The weeklong U.S. Senate Youth Program trip to Washington concluded with a visit to the Pentagon. The 104 high school participants had a tour, a quick lunch and a meet and greet with David L. Norquist, who is performing the duties of deputy secretary of defense, and Vice Chairman of the Joint Chiefs of Staff Air Force Gen. Paul J. Selva.
Norquist spoke to the youth about his own public service, and the wide variety of opportunities in federal government.
"I would encourage you, if this week is inspiring you, and these sorts of things are interesting to you, keep that in mind as you go through college, as you look at the opportunities," Norquist said. "The councilors will give you great advice. And frankly, there's a wide range of things that we do down here in D.C. and across federal agencies, like NASA and others that you can find a niche for the types of things that you do."

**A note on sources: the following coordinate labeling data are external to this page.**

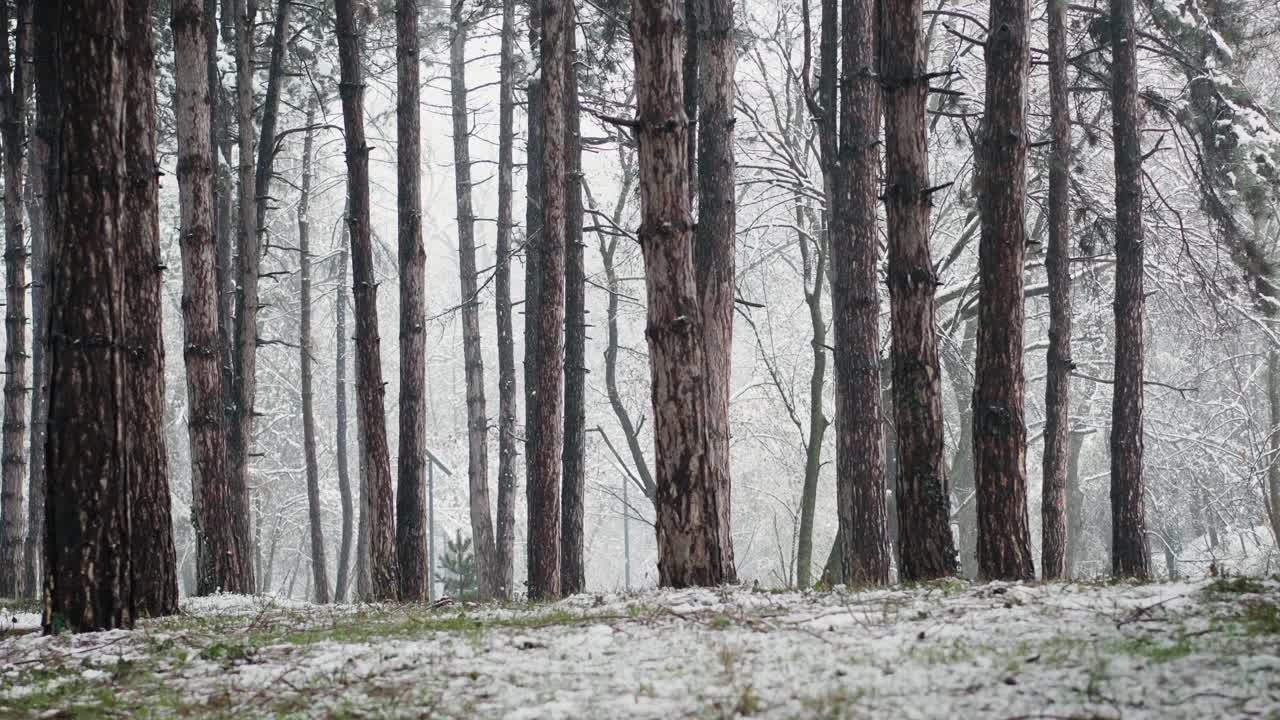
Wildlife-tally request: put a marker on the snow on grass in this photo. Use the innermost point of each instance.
(950, 650)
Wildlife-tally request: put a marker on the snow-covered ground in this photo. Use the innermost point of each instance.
(1203, 650)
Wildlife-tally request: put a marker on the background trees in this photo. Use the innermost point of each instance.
(804, 253)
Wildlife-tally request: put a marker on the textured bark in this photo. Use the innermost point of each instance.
(87, 550)
(339, 310)
(691, 502)
(247, 264)
(926, 547)
(544, 506)
(13, 465)
(855, 306)
(506, 525)
(223, 560)
(999, 431)
(155, 579)
(478, 418)
(319, 566)
(1074, 502)
(1129, 554)
(713, 244)
(264, 168)
(533, 272)
(411, 470)
(1057, 358)
(384, 580)
(33, 550)
(574, 486)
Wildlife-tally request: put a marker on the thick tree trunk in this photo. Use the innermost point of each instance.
(1129, 554)
(319, 568)
(247, 264)
(506, 527)
(534, 190)
(924, 540)
(478, 418)
(13, 464)
(713, 245)
(411, 469)
(224, 561)
(155, 574)
(33, 551)
(613, 285)
(369, 388)
(999, 431)
(814, 265)
(1057, 358)
(264, 169)
(87, 548)
(574, 487)
(691, 501)
(339, 310)
(1074, 502)
(855, 306)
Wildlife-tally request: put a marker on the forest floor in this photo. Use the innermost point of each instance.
(1202, 650)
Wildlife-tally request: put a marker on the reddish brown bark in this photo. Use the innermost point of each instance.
(1129, 554)
(155, 579)
(926, 547)
(13, 465)
(478, 418)
(999, 431)
(855, 305)
(506, 525)
(411, 475)
(224, 555)
(574, 486)
(1057, 358)
(384, 578)
(690, 501)
(87, 550)
(544, 507)
(713, 244)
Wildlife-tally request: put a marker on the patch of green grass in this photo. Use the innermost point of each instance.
(1261, 618)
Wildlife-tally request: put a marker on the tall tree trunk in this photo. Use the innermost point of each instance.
(478, 418)
(339, 310)
(855, 306)
(534, 190)
(87, 548)
(223, 559)
(264, 169)
(613, 285)
(814, 264)
(506, 527)
(544, 506)
(999, 431)
(691, 504)
(1057, 358)
(247, 261)
(319, 568)
(411, 477)
(37, 162)
(369, 390)
(155, 580)
(1074, 502)
(1130, 556)
(924, 540)
(574, 487)
(691, 92)
(713, 247)
(13, 92)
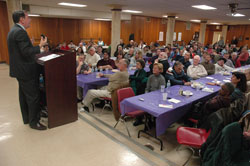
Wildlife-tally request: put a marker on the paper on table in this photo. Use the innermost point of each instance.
(49, 57)
(174, 101)
(208, 89)
(226, 81)
(165, 106)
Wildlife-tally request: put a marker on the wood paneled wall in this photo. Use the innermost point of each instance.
(59, 29)
(187, 35)
(210, 29)
(148, 28)
(4, 56)
(239, 31)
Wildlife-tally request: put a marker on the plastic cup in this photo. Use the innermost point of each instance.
(162, 88)
(164, 96)
(97, 75)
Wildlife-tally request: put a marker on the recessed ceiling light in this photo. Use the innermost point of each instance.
(204, 7)
(195, 20)
(166, 16)
(131, 11)
(71, 4)
(236, 15)
(215, 23)
(33, 15)
(102, 19)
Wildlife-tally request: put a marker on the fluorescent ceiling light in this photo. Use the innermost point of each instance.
(215, 23)
(236, 15)
(204, 7)
(33, 15)
(166, 16)
(195, 20)
(131, 11)
(102, 19)
(71, 4)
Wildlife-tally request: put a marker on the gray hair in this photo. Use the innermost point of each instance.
(230, 87)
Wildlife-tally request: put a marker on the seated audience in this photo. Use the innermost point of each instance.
(92, 57)
(118, 49)
(99, 51)
(64, 47)
(185, 60)
(208, 65)
(133, 60)
(156, 55)
(239, 81)
(115, 81)
(243, 57)
(81, 66)
(222, 100)
(146, 51)
(234, 57)
(162, 58)
(137, 80)
(178, 76)
(118, 58)
(71, 45)
(130, 54)
(175, 55)
(226, 50)
(106, 62)
(79, 51)
(131, 44)
(228, 62)
(221, 67)
(100, 42)
(155, 80)
(196, 70)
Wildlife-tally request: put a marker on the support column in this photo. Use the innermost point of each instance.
(13, 5)
(202, 34)
(170, 30)
(116, 29)
(224, 33)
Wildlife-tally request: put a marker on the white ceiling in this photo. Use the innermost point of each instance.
(158, 8)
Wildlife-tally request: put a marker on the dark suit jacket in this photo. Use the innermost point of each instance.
(22, 54)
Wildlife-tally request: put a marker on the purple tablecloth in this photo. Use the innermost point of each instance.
(166, 116)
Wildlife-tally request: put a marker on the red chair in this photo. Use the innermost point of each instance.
(191, 137)
(108, 103)
(123, 94)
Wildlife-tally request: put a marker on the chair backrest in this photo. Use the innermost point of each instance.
(123, 94)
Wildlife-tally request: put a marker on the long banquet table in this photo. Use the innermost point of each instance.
(91, 82)
(166, 116)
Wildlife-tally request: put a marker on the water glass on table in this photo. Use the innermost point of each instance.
(162, 88)
(164, 96)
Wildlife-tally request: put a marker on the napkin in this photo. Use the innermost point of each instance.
(165, 106)
(174, 101)
(207, 90)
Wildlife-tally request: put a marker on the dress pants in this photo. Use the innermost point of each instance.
(29, 98)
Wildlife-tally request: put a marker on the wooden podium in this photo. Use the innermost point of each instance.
(60, 87)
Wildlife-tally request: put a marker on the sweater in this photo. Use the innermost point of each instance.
(209, 67)
(196, 72)
(117, 79)
(155, 82)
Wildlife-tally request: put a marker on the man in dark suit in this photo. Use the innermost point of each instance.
(25, 69)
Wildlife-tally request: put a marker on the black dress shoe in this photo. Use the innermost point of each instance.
(38, 126)
(44, 114)
(86, 108)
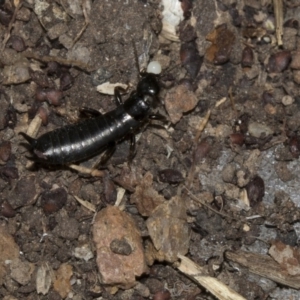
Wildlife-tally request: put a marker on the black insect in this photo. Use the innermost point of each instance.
(77, 142)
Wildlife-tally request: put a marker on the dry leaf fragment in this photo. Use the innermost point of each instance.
(222, 40)
(62, 283)
(117, 269)
(108, 88)
(169, 230)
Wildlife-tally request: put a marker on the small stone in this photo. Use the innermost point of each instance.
(17, 73)
(116, 269)
(289, 38)
(228, 173)
(57, 30)
(259, 130)
(21, 271)
(287, 100)
(295, 64)
(296, 76)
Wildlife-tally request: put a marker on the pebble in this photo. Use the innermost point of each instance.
(287, 100)
(258, 130)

Students also learned about an important initiative to the DOD: bridging the civilian-military divide. Kim Joiner, the acting principal deputy assistant to the secretary of defense for public affairs, shared with students that strengthening the American public’s connection to their military is critical to the future of the department and the nation’s defense.

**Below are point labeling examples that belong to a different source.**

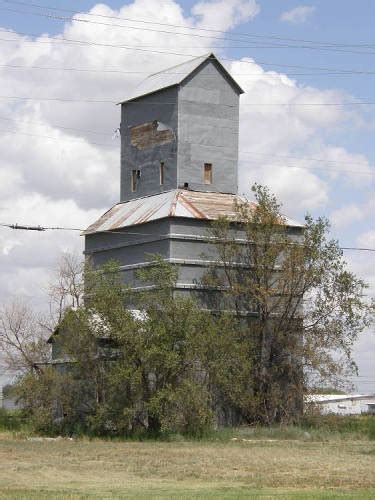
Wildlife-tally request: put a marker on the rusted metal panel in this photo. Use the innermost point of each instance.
(175, 203)
(147, 135)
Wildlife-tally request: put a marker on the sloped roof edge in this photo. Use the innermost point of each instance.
(201, 205)
(148, 87)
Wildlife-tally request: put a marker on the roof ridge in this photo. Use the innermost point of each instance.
(207, 55)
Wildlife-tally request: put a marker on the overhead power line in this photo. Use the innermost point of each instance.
(284, 165)
(59, 139)
(55, 17)
(33, 122)
(69, 41)
(138, 103)
(111, 71)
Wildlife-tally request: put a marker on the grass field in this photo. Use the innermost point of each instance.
(249, 467)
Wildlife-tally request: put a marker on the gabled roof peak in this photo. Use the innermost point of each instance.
(175, 75)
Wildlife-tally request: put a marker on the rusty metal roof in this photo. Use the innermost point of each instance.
(175, 76)
(175, 203)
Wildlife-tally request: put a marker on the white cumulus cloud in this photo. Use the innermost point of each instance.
(298, 15)
(225, 14)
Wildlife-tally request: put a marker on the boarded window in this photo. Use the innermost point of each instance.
(161, 172)
(208, 173)
(134, 181)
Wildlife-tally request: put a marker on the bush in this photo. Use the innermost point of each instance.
(10, 420)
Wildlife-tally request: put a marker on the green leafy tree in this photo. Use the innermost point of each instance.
(292, 294)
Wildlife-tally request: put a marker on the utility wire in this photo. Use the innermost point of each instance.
(208, 30)
(116, 71)
(125, 47)
(82, 141)
(32, 122)
(254, 153)
(342, 171)
(133, 103)
(310, 44)
(119, 232)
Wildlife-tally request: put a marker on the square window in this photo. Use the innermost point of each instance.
(208, 173)
(134, 181)
(161, 173)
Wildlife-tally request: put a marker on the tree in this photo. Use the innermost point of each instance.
(22, 339)
(291, 292)
(66, 289)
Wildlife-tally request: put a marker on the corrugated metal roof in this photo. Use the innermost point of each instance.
(174, 76)
(175, 203)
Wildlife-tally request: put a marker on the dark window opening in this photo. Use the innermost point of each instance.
(134, 180)
(208, 173)
(161, 173)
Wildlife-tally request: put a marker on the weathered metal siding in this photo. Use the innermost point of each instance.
(143, 147)
(208, 122)
(129, 246)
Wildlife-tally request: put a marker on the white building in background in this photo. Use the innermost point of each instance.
(343, 404)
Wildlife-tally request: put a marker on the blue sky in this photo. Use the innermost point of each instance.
(278, 138)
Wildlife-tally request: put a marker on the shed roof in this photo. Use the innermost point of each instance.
(174, 203)
(176, 75)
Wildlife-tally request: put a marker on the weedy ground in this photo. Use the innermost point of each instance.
(244, 463)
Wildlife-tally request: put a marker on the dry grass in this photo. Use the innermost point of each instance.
(234, 469)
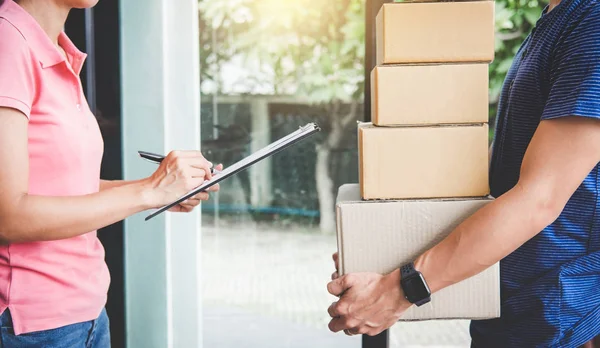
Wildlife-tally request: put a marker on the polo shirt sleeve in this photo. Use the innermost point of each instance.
(17, 80)
(575, 76)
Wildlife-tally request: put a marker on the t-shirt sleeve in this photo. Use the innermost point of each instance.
(17, 81)
(575, 75)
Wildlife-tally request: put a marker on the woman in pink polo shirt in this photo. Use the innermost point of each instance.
(53, 278)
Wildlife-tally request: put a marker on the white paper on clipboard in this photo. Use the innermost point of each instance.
(269, 150)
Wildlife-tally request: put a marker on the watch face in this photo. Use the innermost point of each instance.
(415, 288)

“Many years ago, almost everybody in the United States knew somebody who was in the military, and this meant that every citizen had a connection to and understanding of our armed forces,” Joiner said. “Today, that is not true.” Joiner demonstrated this by asking the delegates to stand if a grandparent had served. More than half the room stood. Next, she asked those who have a parent actively serving to stand. Almost no one stood, illustrating the diminishing trend of military service.
The students, or "delegates" in program parlance, represent each of the 50 U.S. states, the District of Columbia, and Department of Defense Education Activity schools.

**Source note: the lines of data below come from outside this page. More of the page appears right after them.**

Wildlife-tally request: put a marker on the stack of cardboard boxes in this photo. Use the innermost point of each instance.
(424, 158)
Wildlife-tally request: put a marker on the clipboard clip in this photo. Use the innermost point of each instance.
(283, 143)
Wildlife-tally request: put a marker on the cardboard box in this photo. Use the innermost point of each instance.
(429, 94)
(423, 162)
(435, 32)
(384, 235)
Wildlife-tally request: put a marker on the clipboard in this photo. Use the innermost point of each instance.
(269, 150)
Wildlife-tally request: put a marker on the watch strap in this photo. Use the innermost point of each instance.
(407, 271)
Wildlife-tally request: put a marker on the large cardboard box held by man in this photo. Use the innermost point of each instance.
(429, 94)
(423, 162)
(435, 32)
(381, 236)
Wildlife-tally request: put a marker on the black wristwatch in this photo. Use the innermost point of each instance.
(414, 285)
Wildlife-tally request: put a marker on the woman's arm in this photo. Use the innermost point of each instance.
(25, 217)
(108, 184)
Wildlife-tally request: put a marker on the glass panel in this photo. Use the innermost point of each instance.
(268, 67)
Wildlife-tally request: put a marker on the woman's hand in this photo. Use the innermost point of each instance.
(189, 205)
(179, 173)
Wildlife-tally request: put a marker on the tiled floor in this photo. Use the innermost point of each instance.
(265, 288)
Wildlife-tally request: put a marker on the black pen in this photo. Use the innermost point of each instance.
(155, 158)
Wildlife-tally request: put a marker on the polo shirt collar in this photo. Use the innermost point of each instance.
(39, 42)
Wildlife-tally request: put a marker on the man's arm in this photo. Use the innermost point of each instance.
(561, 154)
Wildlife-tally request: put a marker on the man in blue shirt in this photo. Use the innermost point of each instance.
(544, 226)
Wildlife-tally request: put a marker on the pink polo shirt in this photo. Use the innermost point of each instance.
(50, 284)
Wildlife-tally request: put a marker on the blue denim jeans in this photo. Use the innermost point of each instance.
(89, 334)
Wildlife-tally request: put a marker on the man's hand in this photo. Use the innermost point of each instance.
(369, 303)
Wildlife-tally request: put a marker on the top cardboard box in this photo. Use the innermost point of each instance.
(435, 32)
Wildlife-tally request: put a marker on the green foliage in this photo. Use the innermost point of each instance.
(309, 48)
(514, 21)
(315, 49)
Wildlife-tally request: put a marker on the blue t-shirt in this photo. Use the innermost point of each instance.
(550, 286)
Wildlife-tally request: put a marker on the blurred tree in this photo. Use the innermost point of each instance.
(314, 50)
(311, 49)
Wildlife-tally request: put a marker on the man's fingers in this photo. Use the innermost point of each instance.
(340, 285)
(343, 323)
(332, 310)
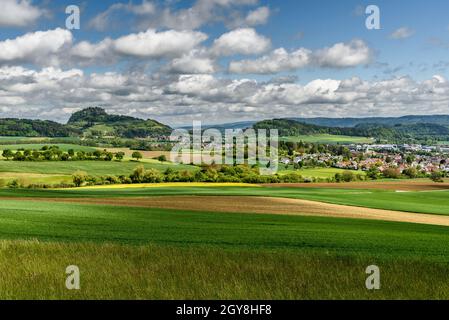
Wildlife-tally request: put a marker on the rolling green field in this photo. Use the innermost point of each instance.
(38, 146)
(148, 253)
(321, 173)
(328, 138)
(140, 253)
(434, 202)
(96, 168)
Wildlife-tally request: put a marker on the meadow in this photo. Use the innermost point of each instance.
(38, 146)
(320, 173)
(433, 202)
(143, 253)
(91, 167)
(328, 138)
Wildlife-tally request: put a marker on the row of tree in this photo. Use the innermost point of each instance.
(54, 153)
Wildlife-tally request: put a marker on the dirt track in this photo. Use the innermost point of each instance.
(396, 185)
(261, 205)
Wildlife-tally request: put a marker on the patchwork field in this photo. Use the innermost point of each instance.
(321, 173)
(328, 138)
(38, 146)
(91, 167)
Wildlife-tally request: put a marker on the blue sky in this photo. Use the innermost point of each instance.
(228, 60)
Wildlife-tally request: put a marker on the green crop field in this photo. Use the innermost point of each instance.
(146, 253)
(328, 138)
(322, 173)
(91, 167)
(38, 146)
(434, 202)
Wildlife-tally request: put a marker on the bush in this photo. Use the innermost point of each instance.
(391, 173)
(437, 176)
(79, 177)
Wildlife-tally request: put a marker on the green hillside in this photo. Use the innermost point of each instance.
(99, 123)
(91, 121)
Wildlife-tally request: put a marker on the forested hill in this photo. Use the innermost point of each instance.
(388, 121)
(96, 120)
(35, 128)
(400, 133)
(90, 121)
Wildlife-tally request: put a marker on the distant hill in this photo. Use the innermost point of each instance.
(389, 121)
(222, 127)
(34, 128)
(91, 121)
(399, 133)
(96, 120)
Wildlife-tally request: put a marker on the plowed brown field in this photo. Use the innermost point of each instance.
(258, 205)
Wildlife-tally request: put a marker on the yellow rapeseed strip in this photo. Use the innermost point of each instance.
(171, 184)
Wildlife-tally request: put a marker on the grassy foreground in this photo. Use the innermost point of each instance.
(111, 271)
(66, 222)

The program, now in its 57th year, began in 1962 with a Senate resolution "to increase young Americans' understanding of the interrelationships of the three branches of government, the caliber and responsibilities of federally elected and appointed officials, and the vital importance of democratic decision making not only for America but for people around the world."
While in the nation's capital, the delegates visited a variety of locations, some of which are not seen on an average tour, including Mount Vernon, the Library of Congress, the Supreme Court, the Pentagon, the U.S. Senate, Arlington National Cemetery and the White House.
They also met some of the U.S. government's most important executives, officials and elected leaders, including President Donald J. Trump, Sen. Joni Ernst, Sen. Richard Blumenthal, Secretary of State Mike Pompeo and Chief Justice of the Supreme Court John G. Roberts.
Program delegates weren't on their own in Washington. Guiding them on a tour of the world's most powerful city were a team of military officers representing every branch of the military.